Enhancing the expression of terminal deoxynucleotidyl transferases by N‐terminal truncation

Terminal deoxynucleotidyl transferase (TdT), a unique DNA polymerase that catalyzes the template‐free incorporation of nucleotides into single‐stranded DNA, has facilitated the development of various oligonucleotide‐based tools and methods, especially in the field of template‐free enzymatic DNA synthesis. However, expressing vertebrate‐derived TdTs in Escherichia coli complicates purification and increases production costs. In this study, N‐terminal truncation of TdTs was performed to improve their expression and stability. The results revealed that N‐terminal truncation could enhance the expression level of six TdTs. Among the truncated mutants, N‐140‐ZaTdT and N‐140‐CpTdT, with 140 amino acids removed, exhibited an increase in protein expression, which was 9.5‐ and 23‐fold higher than their wild‐types, respectively. Importantly, the truncation preserves the catalytic function of TdT. Additionally, the Tm values of N‐140‐ZaTdT increased by 4.9°C. The improved expression of the truncated mutants makes them more suitable for reducing production costs and advancing enzyme engineering.
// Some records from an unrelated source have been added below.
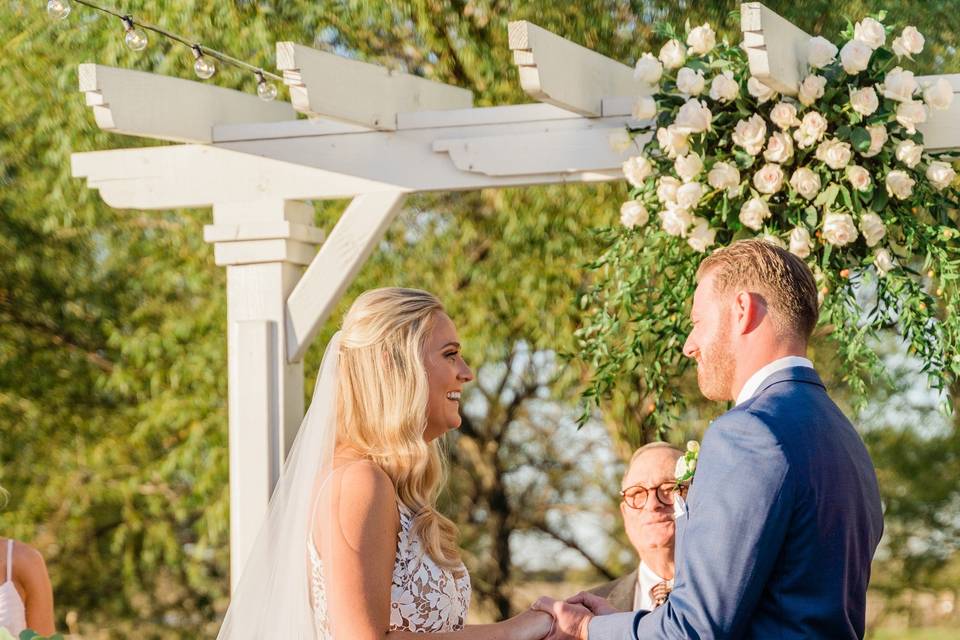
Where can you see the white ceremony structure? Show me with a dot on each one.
(373, 136)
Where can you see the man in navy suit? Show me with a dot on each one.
(784, 516)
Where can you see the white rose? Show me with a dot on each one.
(690, 82)
(648, 69)
(620, 140)
(702, 39)
(759, 90)
(750, 134)
(820, 52)
(723, 175)
(909, 152)
(784, 115)
(839, 229)
(779, 148)
(811, 89)
(855, 56)
(940, 174)
(693, 117)
(637, 169)
(899, 184)
(800, 242)
(645, 108)
(883, 262)
(873, 228)
(811, 129)
(939, 95)
(864, 101)
(724, 88)
(878, 138)
(909, 43)
(805, 182)
(702, 237)
(859, 177)
(675, 221)
(672, 141)
(689, 195)
(870, 32)
(667, 190)
(753, 212)
(672, 55)
(834, 154)
(910, 114)
(633, 214)
(688, 167)
(899, 85)
(769, 179)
Graphical and Lay Summary Terminal deoxynucleotidyl transferase has various applications, but expressing vertebrate‐derived TdTs in E. coli is challenging. N‐terminal truncation improved TdT expression, with N‐140‐ZaTdT and N‐140‐CpTdT showing 9.5‐ and 23‐fold increases, respectively, while preserving function. The Tm of N‐140‐ZaTdT also increased by 4.9°C. Truncated TdTs are more suitable for reducing costs and advancing enzyme engineering for potential applications.